Postby Hyein Cha 2I » Tue Oct 03, 2017 4:39 pm

So the question is:

In addition to determining the elemental composition of pure unknown compounds, combustion analysis can be used to determine the purity of known compounds. A sample of 2-naphthol, C10H7OH, which is used to prepare antioxidants to incorporate into synthetic rubber, was found to be contaminated with a small amount of LiBr. The combustion analysis of this sample gave the following results: 77.48% C and 5.20% H. Assuming that the only species present are 2-naphthol and LiBr, calculate the percentage purity by mass of the sample.

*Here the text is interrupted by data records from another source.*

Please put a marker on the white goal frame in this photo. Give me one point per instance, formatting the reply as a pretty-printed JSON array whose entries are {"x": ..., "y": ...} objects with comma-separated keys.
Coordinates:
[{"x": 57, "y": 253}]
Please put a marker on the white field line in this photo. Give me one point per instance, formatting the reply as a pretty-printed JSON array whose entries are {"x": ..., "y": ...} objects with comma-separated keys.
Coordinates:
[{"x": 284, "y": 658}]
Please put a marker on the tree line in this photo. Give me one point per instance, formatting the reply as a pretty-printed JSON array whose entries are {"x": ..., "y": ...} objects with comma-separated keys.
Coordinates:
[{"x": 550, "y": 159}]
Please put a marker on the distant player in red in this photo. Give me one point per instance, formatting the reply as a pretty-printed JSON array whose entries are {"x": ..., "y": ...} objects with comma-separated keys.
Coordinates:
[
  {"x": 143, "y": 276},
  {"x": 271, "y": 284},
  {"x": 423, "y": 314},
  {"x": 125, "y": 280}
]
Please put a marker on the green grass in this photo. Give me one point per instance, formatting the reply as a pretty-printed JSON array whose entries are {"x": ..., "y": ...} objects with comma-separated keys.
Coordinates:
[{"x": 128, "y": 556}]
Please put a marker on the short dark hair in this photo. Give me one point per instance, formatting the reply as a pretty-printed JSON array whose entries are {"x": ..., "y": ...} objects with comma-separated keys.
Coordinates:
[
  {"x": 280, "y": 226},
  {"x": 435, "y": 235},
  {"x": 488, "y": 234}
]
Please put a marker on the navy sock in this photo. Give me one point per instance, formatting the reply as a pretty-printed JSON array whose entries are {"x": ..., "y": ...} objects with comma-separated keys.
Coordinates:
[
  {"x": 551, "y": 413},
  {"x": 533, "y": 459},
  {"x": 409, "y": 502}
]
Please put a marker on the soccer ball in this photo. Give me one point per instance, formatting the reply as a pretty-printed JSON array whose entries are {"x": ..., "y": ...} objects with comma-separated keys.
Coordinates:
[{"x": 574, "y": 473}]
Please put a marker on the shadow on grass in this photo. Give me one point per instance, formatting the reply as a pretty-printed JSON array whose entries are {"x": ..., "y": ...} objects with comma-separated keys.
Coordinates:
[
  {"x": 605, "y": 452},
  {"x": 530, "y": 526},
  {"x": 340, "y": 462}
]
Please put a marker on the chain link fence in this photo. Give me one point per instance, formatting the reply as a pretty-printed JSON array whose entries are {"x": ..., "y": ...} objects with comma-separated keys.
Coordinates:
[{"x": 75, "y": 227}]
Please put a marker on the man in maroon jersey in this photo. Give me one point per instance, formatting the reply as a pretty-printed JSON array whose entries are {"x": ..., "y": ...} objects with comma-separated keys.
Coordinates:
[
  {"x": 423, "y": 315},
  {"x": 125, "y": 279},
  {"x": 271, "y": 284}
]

I looked at the solutions Manuel, but I still do not understand how to solve this question.. :( Please, can anyone explain to me?

Thank you!

Wenjie Dong 2E
Posts: 53
Joined: Fri Jun 23, 2017 11:40 am

Re: Fundamental M.25

Postby Wenjie Dong 2E » Tue Oct 03, 2017 9:29 pm

1. Use the molecule formula C10H7OH to calculate mass percentage composition of C, H, O
2. Get the simplest ratio of mass of C, H, O in C10H7OH (C:H:O=15:1:2)
3. Get the percentage of O in C10H7OH in the sample using the ratio above (H : O = 5.20% : ? = 1:2 --> ? = 10.40%)
4. Add up the percentage of C, H, O (77.48% + 5.20% + 10.40%) to get the purity

That's how I do that. I don't know if it is right.

Andrea Grigsby 1I
Posts: 60
Joined: Fri Sep 29, 2017 7:03 am

Re: Fundamental M.25

Postby Andrea Grigsby 1I » Tue Oct 03, 2017 10:30 pm

@Hyein Cha 1K

I do it the same way

Hyein Cha 2I
Posts: 103
Joined: Fri Sep 29, 2017 7:05 am
Been upvoted: 1 time

Re: Fundamental M.25

Postby Hyein Cha 2I » Thu Oct 05, 2017 4:45 pm

Wenjie Dong 1K wrote:1. Use the molecule formula C10H7OH to calculate mass percentage composition of C, H, O
2. Get the simplest ratio of mass of C, H, O in C10H7OH (C:H:O=15:1:2)
3. Get the percentage of O in C10H7OH in the sample using the ratio above (H : O = 5.20% : ? = 1:2 --> ? = 10.40%)
4. Add up the percentage of C, H, O (77.48% + 5.20% + 10.40%) to get the purity

That's how I do that. I don't know if it is right.


Thank you for your help!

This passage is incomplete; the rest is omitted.